Let’s see how many of today’s foods you can guess!
Cheese is really rich in Calcium along with Vitamins D, A and B12, a combination that will not only do the trick but also benefit your health in so many different ways.
Sesame seeds contain Magnesium, calcium, phosphorous along with vitamins D and K. It’s highly recommended that you consume at least one fourth of these seeds whether roasted or dried, either by adding them to your favorite salads or sprinkling them onto your food.
Of course, if you don’t like their taste you can try sesame butter which is as healthy.
Salmon is known for being rich in high quality protein, Omega-3 fatty acids along with Vitamin D; To the point that a four-ounce piece of cooked salmon has almost the recommended daily intake of Vitamin D, which is 600 international units.
If you’re on a vegan diet, spinach could be what you’re looking for to meet the required amounts of calcium; As one cup of cooked spinach has almost 25% of your daily calcium requirements.
Walnuts are known to be a rich source of nutrients as they play key roles in cardiovascular health, brain activity as well as weight management, they are rich in Omega-3 fatty acids and the minerals copper and Magnesium, all of which are essential for healthy bones, as copper deficiency is related to lower bone density thus an increased risk of osteoporosis, while Omega-3 fatty acids are linked to bone health and as for Magnesium, it’s necessary for bone formation while helping with calcium absorption.

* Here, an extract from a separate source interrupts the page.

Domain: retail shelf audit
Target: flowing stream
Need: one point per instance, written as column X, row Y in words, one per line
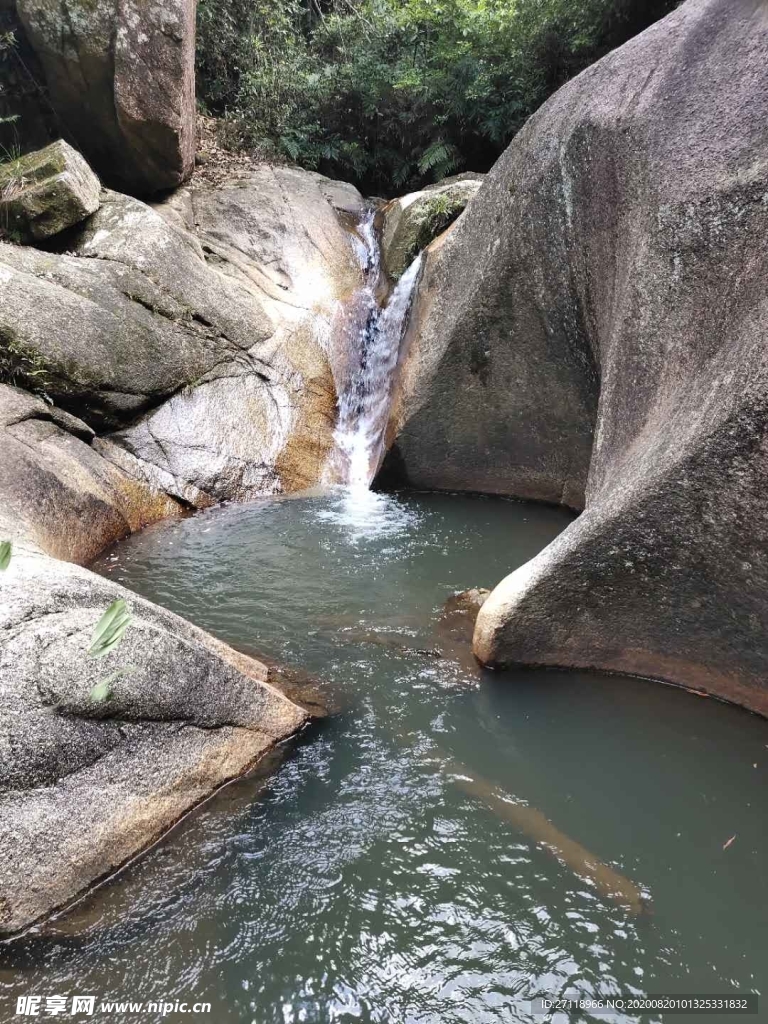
column 366, row 391
column 448, row 845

Yes, onions, I bet you’re as surprised as I was when I learned that; Onions are rich in anti-inflammatory antioxidants which protect our bones from the damage done by free radicals, add to that they play a role in bone mass preservation, since they inhibit the development of (osteoclasts); Bone breakdown cells, preventing some of them from maturing; And if all of that isn’t enough, onions are high in sulfur compounds that our bodies need to produce glutathione; An important antioxidant capable of preventing damage to important cellular components caused by free radicals, peroxides and heavy metals and thus preventing homocysteine accumulation that damages collagen in our bones and arteries.